This article, and the corresponding video, is a mental health check reflection on 2020 and what behaviors and attitudes not to carry over into 2021.
There are times we want to feel needed, desired, or even validated. So, we engage in behaviors to fulfill those desires while not realizing it’s detrimental to our mental health.
It starts off in an innocent way, usually in elementary school or in high school for late bloomers. We become people pleasers to gain attention from someone we like who doesn’t notice us. We may start smoking to fit in with a certain crowd. We may take up a sport to be physically closer to someone we want to emulate. Those examples may give us a false sense of belonging. Once the event or activity is over, we’re back to being irrelevant to that person or group. It’s obvious those we’re seeking attention from don’t take an interest in our life outside of the “common” activity.
It gets worse as we get older. We may begin having sex so a person will like us and we think they’ll stay with us. We find out they only wanted sex from us and once they had it, they move on to someone else. We’ve inadvertently given consent for someone to use us. We thought we’d gain something. The reality is, we gave a part of ourself a way for nothing in return except a few moments of (hopeful) physical pleasure.
There’s times when we think, “If I can help this person overcome their troubles, they’ll like me and realize I’m good for them. They’ll stay with me because I’m useful to them.” Useful to what extent? Useful at what cost to your own mental health? Have we stopped to think how that person will view us once we’re no longer useful to them?
All of the above behaviors speak to toxic interactions with others and it begins in our own mind. Caring and doing things for someone who don’t reciprocate our feelings is toxic. We’re not thinking of what’s good for us. We don’t think about how is this benefiting us, not in a selfish way but a way that fills us up after we’ve emptied ourselves into someone else’s life. It’s toxic on our part to continue pouring into someone’s life who doesn’t reciprocate. Let’s discontinue our own toxic patterns of behaviors and attitudes. Let’s work on seeing ourselves the say way we’re learning to recognize inappropriate or toxic behaviors in others.
We need to create and maintain a healthy set of boundaries. We need to stop giving consent for others to use us for their benefit. We need to stop allowing others to live rent free in our thoughts. We need to not seek validation or acceptance from those who don’t genuinely care about us or, in the least, like us for who we are. We need to realize the importance of putting our mental health ahead of anyone or anything else. If we’re not our best, we’re not going to perform at our best, and we’re not going to be able to present our best selves to others.
We should pay more attention to who reciprocates the care and attention we give them. They’re the ones we should keep in our lives. People who won’t tell us what we want to hear, but will tell us what we need to hear. People we can confide in and they do the same with us.

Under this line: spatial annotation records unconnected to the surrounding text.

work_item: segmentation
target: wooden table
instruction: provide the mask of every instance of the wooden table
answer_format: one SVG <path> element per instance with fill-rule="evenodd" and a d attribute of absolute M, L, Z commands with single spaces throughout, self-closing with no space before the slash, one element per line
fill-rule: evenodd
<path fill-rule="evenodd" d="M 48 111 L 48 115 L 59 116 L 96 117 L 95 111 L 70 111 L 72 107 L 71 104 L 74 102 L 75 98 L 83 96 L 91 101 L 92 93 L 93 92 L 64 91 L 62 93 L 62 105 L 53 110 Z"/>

There are different levels of what we consider a “friend” to be. Regardless of what type of friend a person is, we still need to maintain our personal, relational, physical, spiritual, and psychological boundaries with them. First and foremost, we need to take care of ourselves.
Let’s not feel bad or like we’re being selfish. Recognize who’s good for us and remove from our lives those who aren’t. This year has been challenging and the new year will start off carrying over situations from the last. So, it’s up to us to remove as much negativity and toxicity from our lives as we can, so we can have the energy and mental stamina to be the best we can be.
1. What are some behaviors you have that you know you need to discontinue to be your best self in the coming year?
2. What was the defining moment when you realized you needed to change?
I look forward to reading your comments.